NOTE: Earlier today I posted a paper from Joe D’Aleo on how he has found strong correlations between the oceans multidecadal oscillations, PDO and AMO, and surface temperature, followed by finding no strong correlation between CO2 and surface temperatures. See that article here:
Warming Trend: PDO And Solar Correlate Better Than CO2
Now within hours of that, Roy Spencer of the National Space Science and Technology Center at University of Alabama, Huntsville, sends me and others this paper where he postulates that the ocean may be the main driver of CO2.

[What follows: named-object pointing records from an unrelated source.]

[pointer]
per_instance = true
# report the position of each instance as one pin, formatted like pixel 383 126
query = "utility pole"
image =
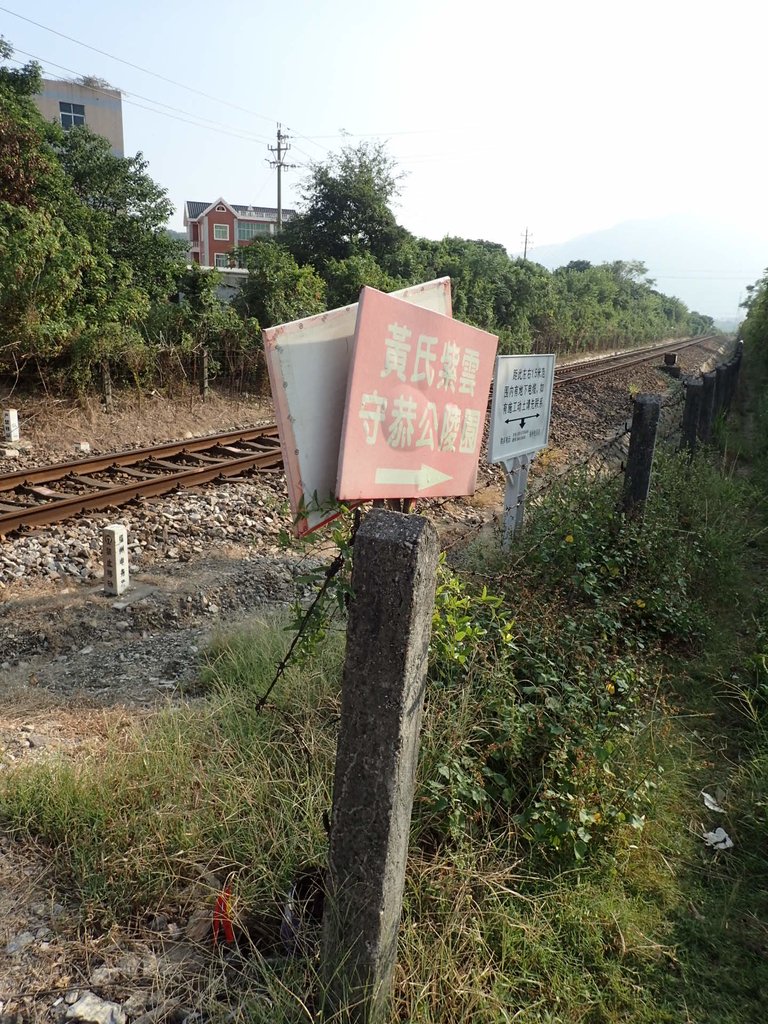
pixel 280 150
pixel 525 244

In the flurry of emails that followed, Joe D’Aleo provided this graph of CO2 variations correlated by El Nino/La Nina /Volcanic event years which is relevant to the discussion. Additionally for my laymen readers, a graph of CO2 solubility in water versus temperature is also relevant and both are shown below:
Click for full size images
Additionally, I’d like to point out that former California State Climatologist Jim Goodridge posted a short essay on this blog, Atmospheric Carbon Dioxide Variation, that postulated something similar.
UPDATE: This from Roy on Monday 1/28/08 see new post on C12 to C13 ratio here
I want to (1) clarify the major point of my post, and (2) report some new (C13/C12 isotope) results:
1. The interannual relationship between SST and dCO2/dt is more than enough to explain the long term increase in CO2 since 1958. I’m not claiming that ALL of the Mauna Loa increase is all natural…some of it HAS to be anthropogenic…. but this evidence suggests that SST-related effects could be a big part of the CO2 increase.
2. NEW RESULTS: I’ve been analyzing the C13/C12 ratio data from Mauna Loa. Just as others have found, the decrease in that ratio with time (over the 1990-2005 period anyway) is almost exactly what is expected from the depleted C13 source of fossil fuels. But guess what? If you detrend the data, then the annual cycle and interannual variability shows the EXACT SAME SIGNATURE. So, how can decreasing C13/C12 ratio be the signal of HUMAN emissions, when the NATURAL emissions have the same signal???
-Roy
Here is Roy Spencer’s essay, without any editing or commentary:
Atmospheric CO2 Increases:
Could the Ocean, Rather Than Mankind, Be the Reason?
by
Roy W. Spencer
1/25/2008
This is probably the most provocative hypothesis I have ever (and will ever) advance: The long-term increases in carbon dioxide concentration that have been observed at Mauna Loa since 1958 could be driven more than by the ocean than by mankind’s burning of fossil fuels.
Most, if not all, experts in the global carbon cycle will at this point think I am totally off my rocker. Not being an expert in the global carbon cycle, I am admittedly sticking my neck out here. But, at a minimum, the results I will show make for a fascinating story – even if my hypothesis is wrong. While the evidence I will show is admittedly empirical, I believe that a physically based case can be made to support it.
But first, some acknowledgements. Even though I have been playing with the CO2 and global temperature data for about a year, it was the persistent queries from a Canadian engineer, Allan MacRae, who made me recently revisit this issue in more detail. Also, the writings of Tom V. Segalstad, a Norwegian geochemist, were also a source of information and ideas about the carbon cycle.